Global steel demand set to fall again in 2016: Worldsteel

LONDON (Reuters) - Global steel demand will continue to fall this year before a slight pick-up in 2017, the World Steel Association forecast on Wednesday.

Workers direct a crane lifting newly-made steel bars at a factory of Dongbei Special Steel Group Co., Ltd., in Dalian, Liaoning province, China, October 13, 2015. REUTERS/China Daily

Falling demand has plunged the global steel market into crisis, with excess capacity taking a heavy toll on producers, including those in China - leading to plant closures and job losses.

Global apparent steel use - deliveries minus net exports of steel industry goods - is expected to fall 0.8 percent in 2016 to 1.488 billion tonnes after a 3 percent fall last year, according to Worldsteel.

China’s steel demand is seen falling 4 percent this year to 645.4 million tonnes and a further 3 percent in 2017, after a slide of 5.4 percent in 2015, the group added.

China, which produces about half the world’s steel, is under increasing international pressure to tackle a local supply glut that has flooded foreign markets with cheap material.

“The key to this year’s figure is the decline in demand from China, where a surplus in residential properties is a problem, but also weaker demand from Brazil and Russia,” Worldsteel Director General Edwin Basson told a briefing in London.

Steel demand in both economies is expected to contract by 8.8 percent this year.

Europe has taken a huge hit from the market slide.
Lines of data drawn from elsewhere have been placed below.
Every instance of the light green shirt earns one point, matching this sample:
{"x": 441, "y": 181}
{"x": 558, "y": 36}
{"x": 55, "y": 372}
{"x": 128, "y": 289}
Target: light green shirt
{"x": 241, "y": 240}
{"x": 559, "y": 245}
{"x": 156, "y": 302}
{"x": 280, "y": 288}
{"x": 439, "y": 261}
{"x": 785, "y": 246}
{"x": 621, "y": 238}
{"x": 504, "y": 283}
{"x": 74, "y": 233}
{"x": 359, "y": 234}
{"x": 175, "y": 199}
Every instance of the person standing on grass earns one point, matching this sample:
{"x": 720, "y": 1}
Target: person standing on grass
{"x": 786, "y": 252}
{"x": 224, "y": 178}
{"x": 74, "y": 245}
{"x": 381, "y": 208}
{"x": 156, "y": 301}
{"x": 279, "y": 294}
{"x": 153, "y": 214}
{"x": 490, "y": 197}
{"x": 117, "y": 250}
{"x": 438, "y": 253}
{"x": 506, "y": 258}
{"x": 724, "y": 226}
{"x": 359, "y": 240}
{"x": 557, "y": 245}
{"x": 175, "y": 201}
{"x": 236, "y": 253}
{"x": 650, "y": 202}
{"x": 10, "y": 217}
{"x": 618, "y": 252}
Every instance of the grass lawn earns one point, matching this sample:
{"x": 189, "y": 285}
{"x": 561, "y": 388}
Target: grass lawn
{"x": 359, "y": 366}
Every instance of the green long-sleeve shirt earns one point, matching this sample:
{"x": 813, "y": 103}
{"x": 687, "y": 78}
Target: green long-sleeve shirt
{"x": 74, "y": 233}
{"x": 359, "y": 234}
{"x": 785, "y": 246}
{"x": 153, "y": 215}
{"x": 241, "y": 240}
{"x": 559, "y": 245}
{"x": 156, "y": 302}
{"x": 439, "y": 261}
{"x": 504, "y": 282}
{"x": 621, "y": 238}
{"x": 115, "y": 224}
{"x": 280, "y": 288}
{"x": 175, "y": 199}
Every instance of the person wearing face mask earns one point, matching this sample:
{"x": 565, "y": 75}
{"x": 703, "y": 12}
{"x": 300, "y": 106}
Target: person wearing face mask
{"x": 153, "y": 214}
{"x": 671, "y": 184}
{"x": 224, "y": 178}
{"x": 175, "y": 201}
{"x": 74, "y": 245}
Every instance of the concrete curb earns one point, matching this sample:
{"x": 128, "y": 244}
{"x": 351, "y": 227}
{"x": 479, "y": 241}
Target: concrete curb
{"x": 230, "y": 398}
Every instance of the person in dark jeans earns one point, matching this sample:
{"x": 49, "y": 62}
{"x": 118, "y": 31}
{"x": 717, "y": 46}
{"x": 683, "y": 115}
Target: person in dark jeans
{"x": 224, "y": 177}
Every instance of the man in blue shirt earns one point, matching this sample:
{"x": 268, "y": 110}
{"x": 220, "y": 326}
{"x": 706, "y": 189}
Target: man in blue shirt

Tata Steel has put its UK business up for sale after substantial losses over the past two years.

“The global steel market is suffering from insufficient investment expenditure and continued weakness in the manufacturing sector,” Worldsteel said.

“In 2016, while we are forecasting another year of contraction in steel demand in China, slow but steady growth in other regions including NAFTA (North American Free Trade Agreement countries) and EU is expected.”

Next year, however, global demand for steel is due to edge up by 0.4 percent to 1.494 billion tonnes, Worldsteel added.